Maryland Governor Wes Moore signed the Maryland Consumer Data Privacy Act (HF 4757 / SF 4782), (the “Maryland Online Data Privacy Act” or “MODPA”) into law on May 9, 2024. The MODPA’s main provisions become effective on October 1, 2025.
The Maryland law creates obligations on “controllers” and “processors” of personal data; defined as a person that, alone or jointly with others, determines the purposes and means of processing personal data, and the person that processes personal data on behalf of a controller, respectively.
Controllers and processors subject to the MODPA are any persons who conduct business in Maryland, or who produce a product or offer a service to Maryland residents, and satisfies one or more of the following: (1) controls or processes personal data of 35,000 or more “consumers” (defined as Maryland residents, but does not include an individual acting in a commercial or employment context) in a calendar year, excluding personal data processed solely for the purpose of completing a payment transaction; or (2) derives over 20% of gross revenue from the sale of personal data and processed or controlled the personal data of 10,000 or more consumers.
Information and data exempt from the MODPA include, among other types, personal data subject to regulation under the FCRA, HIPAA, and GLBA.

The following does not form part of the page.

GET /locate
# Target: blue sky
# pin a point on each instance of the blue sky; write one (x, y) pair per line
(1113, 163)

Controllers have the following obligations under the MODPA:
- Privacy Notice: controllers must provide consumers with a reasonably accessible, clear, and meaningful privacy notice which specifies: (i) the categories of personal data processed; (ii) the purposes for which the personal data is processed; (iii) the categories of personal data that the controller shares with third parties; (iv) how consumers may exercise their rights, including how a consumer may appeal a controller’s decision on his/her request; (v) an active email address or other online mechanism the consumer may use to contact the controller; and (vi) a disclosure if the controller sells personal data to third parties or processes personal data for targeted advertising or profiling.
- Restraint: controllers shall limit the controller’s collection of personal data to what is reasonably necessary and proportionate to provide or maintain a specific product or service requested by the consumer to whom the data pertains.

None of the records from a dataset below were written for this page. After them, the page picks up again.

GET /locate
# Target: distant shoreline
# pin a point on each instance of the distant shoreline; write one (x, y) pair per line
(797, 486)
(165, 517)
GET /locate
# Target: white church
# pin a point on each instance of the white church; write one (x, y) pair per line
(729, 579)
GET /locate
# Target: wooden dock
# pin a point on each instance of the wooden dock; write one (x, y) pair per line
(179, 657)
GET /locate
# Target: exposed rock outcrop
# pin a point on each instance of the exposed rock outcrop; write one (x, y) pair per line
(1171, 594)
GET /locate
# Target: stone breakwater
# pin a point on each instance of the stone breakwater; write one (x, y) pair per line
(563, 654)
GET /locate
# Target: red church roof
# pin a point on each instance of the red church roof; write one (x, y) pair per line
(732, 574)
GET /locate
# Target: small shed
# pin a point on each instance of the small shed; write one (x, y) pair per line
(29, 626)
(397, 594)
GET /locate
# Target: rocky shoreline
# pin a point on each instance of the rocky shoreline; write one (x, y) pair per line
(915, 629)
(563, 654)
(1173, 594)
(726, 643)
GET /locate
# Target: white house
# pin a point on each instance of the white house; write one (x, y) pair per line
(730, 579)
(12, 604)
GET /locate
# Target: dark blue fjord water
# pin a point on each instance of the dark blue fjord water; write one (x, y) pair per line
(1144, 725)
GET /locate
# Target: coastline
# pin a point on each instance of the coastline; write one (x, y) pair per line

- Security: take reasonable measures to establish, implement and maintain reasonable administrative, technical and physical data security practices to protect the confidentiality, integrity and accessibility of the personal data appropriate to the volume and nature of the personal data at issue.
- Rights Request Mechanism: controllers must provide an effective means by which a consumer may exercise the consumer’s rights and establish a process for the consumer to appeal the controller’s decision on the consumer’s request.
Consumer rights under the MODPA include the right to:
- Confirm whether a controller processes personal data concerning the consumer and accesses the consumer’s personal data and allow the consumer to obtain a copy of the consumer’s personal data that the controller has processed or is processing;
- Require a controller to correct inaccuracies in personal data about the consumer;
- Require a controller to delete personal data concerning the consumer;
- Opt out of the processing of personal data for purposes of targeted advertising, the sale of personal data, or profiling the consumer in furtherance of decisions made by the controller that produce legal effects or effects of similar significance for the consumer, through a universal opt-out mechanism.
Controllers must respond to a consumer’s rights request within 45 days of receipt of the consumer’s request, with an option to extend such response by an additional 45 days with notice to the consumer.
Like the privacy laws in Utah and Iowa, the MODPA does not provide a private right of action, with violations exclusively enforceable by the Maryland Attorney General’s office. Controllers are allowed a 60-day period to cure alleged violations before an enforcement action may proceed, the outcome of which may result in civil penalties of up to $10,000 per violation and $25,000 per violation for repeated violations.